Scenes from a Newark hiring fair: As schools scramble to hire teachers, an unlikely duo teams up to nab a position

Jesus Gomez and Iris Markle made an unlikely duo as they waded into Newark’s final teacher hiring fair before school starts.

He’s a recent immigrant from Cuba, while she’s been working in New Jersey schools for more than 15 years after immigrating in 1983 from Brazil. She’s fully licensed to teach and in fact already has a job three days a week at East Newark Elementary School, while he hasn’t yet started the process of gaining certification. They’re also from different generations: Markle is the age of Gomez’s parents.

Yet the pair were bound together in two ways: Both were eager to teach Spanish to Newark students. And Markle had appointed herself Gomez’s mentor because of her long friendship with his wife.

“She’s like my daughter, and so he’s my son,” Markle said. “My goal is for him to become a principal. I believe our kids need more of that kind of human being about them, especially a man. A male presence in the classroom is of great need.”

Gomez has a long road ahead if he is to become a school leader in the future. But the path to the principal’s office — especially right now in Newark — typically begins with a classroom teaching position, and so the two headed into Central High School to look for jobs.

With only weeks to spare before the first day of school, administrators sat behind regalia-covered tables waiting to meet prospective teachers. Knowing that many of the most competitive candidates had been snatched up earlier in the hiring season, they were prepared to conduct interviews and even make offers on the spot.

Newark has gotten more and more creative to recruit new teachers and compete with wealthier communities that can offer higher pay and schools with more resources, but ahead of the district hiring fair, at least 23 schools had unfilled teaching positions. On almost all of the administrators’ wish lists were bilingual and special education teachers — and they knew that failing to make a hire before school starts could leave some of their neediest students with substitute teachers.

Making a hire, on the other hand, would mean providing students who are just learning English with an essential lifeline — something that Claudio Barbarán, the principal of Roberto Clemente Elementary, said he knows well. His school is comprised of roughly 80% Hispanic students, and when he immigrated from Peru, he was a bilingual student in the Newark district, where he said that his bilingual teachers were some of his best.

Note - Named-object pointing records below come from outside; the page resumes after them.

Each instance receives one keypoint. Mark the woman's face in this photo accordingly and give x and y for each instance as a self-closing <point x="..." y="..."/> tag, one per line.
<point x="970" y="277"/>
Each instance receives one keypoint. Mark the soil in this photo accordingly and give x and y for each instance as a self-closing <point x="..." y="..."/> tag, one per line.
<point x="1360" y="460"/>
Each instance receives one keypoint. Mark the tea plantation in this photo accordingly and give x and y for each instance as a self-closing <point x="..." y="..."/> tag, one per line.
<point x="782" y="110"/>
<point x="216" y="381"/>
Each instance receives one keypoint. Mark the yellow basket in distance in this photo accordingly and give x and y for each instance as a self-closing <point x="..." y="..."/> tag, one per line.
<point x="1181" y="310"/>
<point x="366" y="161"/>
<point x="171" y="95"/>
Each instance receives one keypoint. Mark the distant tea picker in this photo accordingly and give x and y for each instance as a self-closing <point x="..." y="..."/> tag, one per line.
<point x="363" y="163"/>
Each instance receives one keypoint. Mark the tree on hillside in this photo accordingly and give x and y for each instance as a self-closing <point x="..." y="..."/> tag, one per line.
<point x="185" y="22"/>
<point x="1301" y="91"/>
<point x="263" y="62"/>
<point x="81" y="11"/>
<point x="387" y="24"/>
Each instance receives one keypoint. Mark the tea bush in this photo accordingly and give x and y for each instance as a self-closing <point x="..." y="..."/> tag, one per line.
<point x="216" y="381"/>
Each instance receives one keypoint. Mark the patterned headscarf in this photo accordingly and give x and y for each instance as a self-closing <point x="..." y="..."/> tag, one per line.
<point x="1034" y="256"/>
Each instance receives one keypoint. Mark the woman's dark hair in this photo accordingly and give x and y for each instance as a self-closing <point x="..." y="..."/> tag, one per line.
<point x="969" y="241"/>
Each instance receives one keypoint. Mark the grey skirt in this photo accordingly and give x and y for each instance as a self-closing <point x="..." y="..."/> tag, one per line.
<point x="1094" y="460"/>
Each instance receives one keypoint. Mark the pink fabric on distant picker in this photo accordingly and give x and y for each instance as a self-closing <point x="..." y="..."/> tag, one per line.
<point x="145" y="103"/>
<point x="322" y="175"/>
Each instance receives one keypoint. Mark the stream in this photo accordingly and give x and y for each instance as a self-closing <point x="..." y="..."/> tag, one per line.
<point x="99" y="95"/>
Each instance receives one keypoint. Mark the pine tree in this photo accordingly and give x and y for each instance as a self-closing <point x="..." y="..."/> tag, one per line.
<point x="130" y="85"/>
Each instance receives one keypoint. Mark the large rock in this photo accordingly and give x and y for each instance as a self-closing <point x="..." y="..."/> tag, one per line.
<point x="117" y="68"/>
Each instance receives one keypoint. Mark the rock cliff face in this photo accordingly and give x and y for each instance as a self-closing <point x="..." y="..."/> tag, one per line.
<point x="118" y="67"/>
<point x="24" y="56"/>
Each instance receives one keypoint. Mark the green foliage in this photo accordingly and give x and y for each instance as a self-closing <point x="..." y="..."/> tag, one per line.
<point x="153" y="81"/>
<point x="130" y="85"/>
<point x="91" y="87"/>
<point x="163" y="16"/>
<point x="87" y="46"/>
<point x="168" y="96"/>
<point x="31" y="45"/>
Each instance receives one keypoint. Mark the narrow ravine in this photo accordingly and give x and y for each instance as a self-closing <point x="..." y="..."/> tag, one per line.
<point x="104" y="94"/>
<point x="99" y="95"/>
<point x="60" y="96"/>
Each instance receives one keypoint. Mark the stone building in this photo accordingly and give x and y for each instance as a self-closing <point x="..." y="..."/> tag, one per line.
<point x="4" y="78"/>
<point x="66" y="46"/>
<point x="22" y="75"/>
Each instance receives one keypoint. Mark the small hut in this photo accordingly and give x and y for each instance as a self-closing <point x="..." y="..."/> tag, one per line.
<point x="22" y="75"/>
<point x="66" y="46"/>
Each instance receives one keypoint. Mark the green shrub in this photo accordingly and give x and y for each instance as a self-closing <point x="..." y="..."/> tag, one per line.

“Having that teacher made your experience that much more easy,” Barbarán said. His experience is baked into Superintendent Roger León’s new district plan, “Clarity 2020,” which calls for the city to recruit and retain more male Latino teachers, as well as bilingual teachers.

Central High School hosted the weekend hiring fair. Tables of school administrators and representatives lined its main hall, looking to fill vacancies at their schools. (Devna Bose/Chalkbeat)

Though Barbarán talked to a number of applicants on Saturday, he said many of them weren’t certified, making it difficult to hire them. But he said he is still willing to take a chance on some of the better prospects because the need for bilingual teachers is so dire.

“What I’m trying to do now is if they don’t have certification now, is hire them as substitutes and kind of build from there,” he said. “And then they can complete those assessments.”

As Gomez traveled from table to table on Saturday, he said the message came loud and clear. 

“I need to be certified,” he said. “I heard that a lot.”

He said he planned to begin tackling the process of obtaining the legal right to teach in New Jersey this week. But then, at one of the last tables he and Markle stopped by, he heard some promising news.

At a table draped in blue and yellow, a Science Park High School administrator told Gomez he could work as a substitute Spanish teacher for two days a week this upcoming semester, and Markle could take over the other half of the week. 

The plan worked for all parties: Gomez would have a foothold into the classroom; Markle would have a complete schedule; and Science Park would have an important teaching position filled, if in an unorthodox way, on the first day of school. 

As they walked out of the now-empty fair, behind them administrators closing up shop, and into the midday heat together, Gomez was smiling — he said he’s looking forward to the start of school. And Markle was just happy to help.

“You know, helping someone is always an accomplishment, and he’s going to be great,” she said. “I see the potential in him.”